The Canadian Council of Ministers of the Environment (CCME), representing all federal, provincial and territorial governments, has also identified the management and reduction of toxic substances in the environment as a national priority through the CCME Policy for the Management of Toxic Substances. The CCME Policy supports the coordination of government actions on the management of toxic substances, ensuring that the approach is complementary to the TSMP and other activities nation-wide.

The Canada-Wide Standards process is a framework for the CCME to work together in addressing key environmental protection and health risk reduction issues that require common environmental standards across the country.
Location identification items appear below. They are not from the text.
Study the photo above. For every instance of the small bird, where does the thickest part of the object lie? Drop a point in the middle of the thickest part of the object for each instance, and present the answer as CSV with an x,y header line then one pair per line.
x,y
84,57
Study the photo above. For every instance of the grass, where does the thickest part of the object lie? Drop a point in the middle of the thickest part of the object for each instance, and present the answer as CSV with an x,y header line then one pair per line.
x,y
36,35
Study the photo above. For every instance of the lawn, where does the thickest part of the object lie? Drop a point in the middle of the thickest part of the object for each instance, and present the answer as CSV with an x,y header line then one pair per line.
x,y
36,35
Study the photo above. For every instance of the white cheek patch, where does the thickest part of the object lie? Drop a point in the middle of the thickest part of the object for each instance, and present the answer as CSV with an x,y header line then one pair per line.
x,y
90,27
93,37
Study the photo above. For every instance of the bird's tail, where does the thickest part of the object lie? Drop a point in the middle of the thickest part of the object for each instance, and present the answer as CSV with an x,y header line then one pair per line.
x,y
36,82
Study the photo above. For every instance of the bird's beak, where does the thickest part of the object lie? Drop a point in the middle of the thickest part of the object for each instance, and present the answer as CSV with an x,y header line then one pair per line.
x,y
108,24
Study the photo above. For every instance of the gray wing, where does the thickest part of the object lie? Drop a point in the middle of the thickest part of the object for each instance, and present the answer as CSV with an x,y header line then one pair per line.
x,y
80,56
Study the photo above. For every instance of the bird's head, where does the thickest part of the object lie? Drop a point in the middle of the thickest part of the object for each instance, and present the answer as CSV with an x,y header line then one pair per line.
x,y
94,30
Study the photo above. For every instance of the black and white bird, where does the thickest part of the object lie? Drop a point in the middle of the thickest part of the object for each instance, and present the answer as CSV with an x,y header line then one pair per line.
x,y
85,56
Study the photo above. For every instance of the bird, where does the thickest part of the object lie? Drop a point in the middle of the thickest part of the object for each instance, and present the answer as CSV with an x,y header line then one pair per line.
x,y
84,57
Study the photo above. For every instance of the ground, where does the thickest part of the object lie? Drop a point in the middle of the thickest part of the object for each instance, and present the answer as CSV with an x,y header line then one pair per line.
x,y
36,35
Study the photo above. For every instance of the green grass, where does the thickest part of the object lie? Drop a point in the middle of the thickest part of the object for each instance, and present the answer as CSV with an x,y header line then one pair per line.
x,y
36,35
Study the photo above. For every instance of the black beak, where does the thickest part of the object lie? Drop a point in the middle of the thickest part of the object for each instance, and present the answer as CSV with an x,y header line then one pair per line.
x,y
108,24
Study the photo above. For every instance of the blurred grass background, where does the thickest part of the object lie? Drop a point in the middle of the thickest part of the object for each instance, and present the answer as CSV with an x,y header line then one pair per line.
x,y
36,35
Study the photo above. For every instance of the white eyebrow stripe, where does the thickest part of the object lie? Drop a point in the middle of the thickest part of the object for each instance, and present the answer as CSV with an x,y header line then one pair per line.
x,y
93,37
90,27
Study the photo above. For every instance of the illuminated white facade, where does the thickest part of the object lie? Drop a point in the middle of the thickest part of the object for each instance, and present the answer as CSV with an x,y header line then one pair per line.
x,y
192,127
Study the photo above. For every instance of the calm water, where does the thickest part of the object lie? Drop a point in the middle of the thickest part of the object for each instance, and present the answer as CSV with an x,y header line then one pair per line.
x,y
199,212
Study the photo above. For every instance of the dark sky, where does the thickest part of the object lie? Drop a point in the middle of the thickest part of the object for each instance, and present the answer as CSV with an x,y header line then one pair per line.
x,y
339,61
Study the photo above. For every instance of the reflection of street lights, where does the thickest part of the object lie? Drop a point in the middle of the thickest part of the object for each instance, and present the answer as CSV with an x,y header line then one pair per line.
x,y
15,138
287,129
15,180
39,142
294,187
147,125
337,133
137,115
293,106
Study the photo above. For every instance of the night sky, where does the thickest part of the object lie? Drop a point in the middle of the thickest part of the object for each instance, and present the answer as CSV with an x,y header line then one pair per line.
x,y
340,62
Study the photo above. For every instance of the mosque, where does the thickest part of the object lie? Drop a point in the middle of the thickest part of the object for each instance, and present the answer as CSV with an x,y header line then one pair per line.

In June of 2000, standards were approved in principle by the Ministers for two priority sectors emitting dioxins and furans: incineration and coastal boilers burning salt laden wood.

In response to scientific studies which showed the presence of contaminants in the Arctic ecosystem, the Northern Contaminants Program (NCP) was established in 1991. The NCP aims at reducing, and where possible, eliminating contaminants in country foods harvested in the North, while providing information that assists decision-making by individuals and communities in their food use.